Жан-Пьер встает, берет платье, подходит к зеркалу и прикладывает к себе, как зачастую поступают в магазине, когда лень тащиться в примерочную кабину. Отводит голову назад, чтобы лучше видеть. Красивая одежка. Без особых изысков, но просто красивая. Изабель очень даже подойдет. В ее стиле. Какого черта жене в голову пришла мысль утверждать, что оно куплено для него?
Что ни говори, а женщина она все же любопытная… Его снова одолевает приступ нежности. Изабель обладает неизменным даром удивлять. И никогда не прочь посмеяться. Поэтому даже если нынешняя мизансцена пошла не так, мысль о том, что жена по-прежнему способна на такого рода вещи, приносит успокоение. Это платье и есть одно из подобных проявлений!

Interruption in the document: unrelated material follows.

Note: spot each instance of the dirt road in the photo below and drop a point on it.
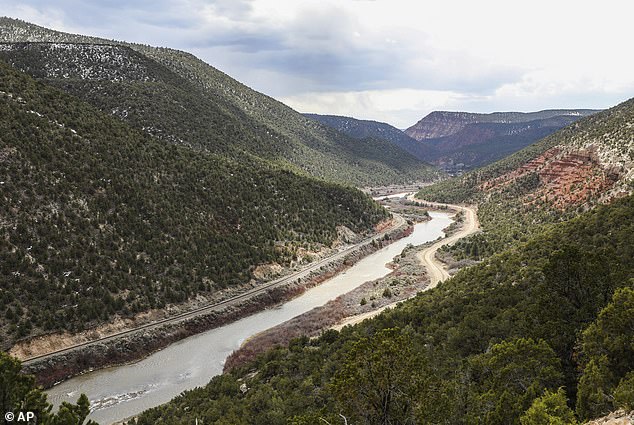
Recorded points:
(427, 256)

Посмеяться! Вот что надо будет сделать в сложившейся ситуации. Разве это не лучшая реакция на нее? Ведь что ни говори, а вся эта мирская суета зачастую представляет собой лишь мимолетный абсурд да безобидные недоразумения. Раньше же ему удавалось воспринимать все не так всерьез! Юмор в качестве защитного барьера. Лучший способ избежать бури в том и заключается, чтобы переждать ее, чуть оградив себя от нее, но при этом широко улыбаясь.
Увлекшись мысленно примеркой платья, Жан-Пьер даже не услышал, как на пороге гостиной выросла жена. Ее поступь почти так же легка, как и раньше. Она секунду смотрит на него в щелочку, потом входит в комнату.
– Эге, да у нас, я вижу, наметился прогресс!
– Что? – спрашивает он, подпрыгнув на месте.
– Значит, сказать, что платье тебе не нравится, ты все же не можешь, так?
Жан-Пьер смущенно возвращается к дивану и садится.
– Я и не говорил, что оно мне не нравится. Сказал лишь, что не хочу его надевать только для того, чтобы повеселить мадам.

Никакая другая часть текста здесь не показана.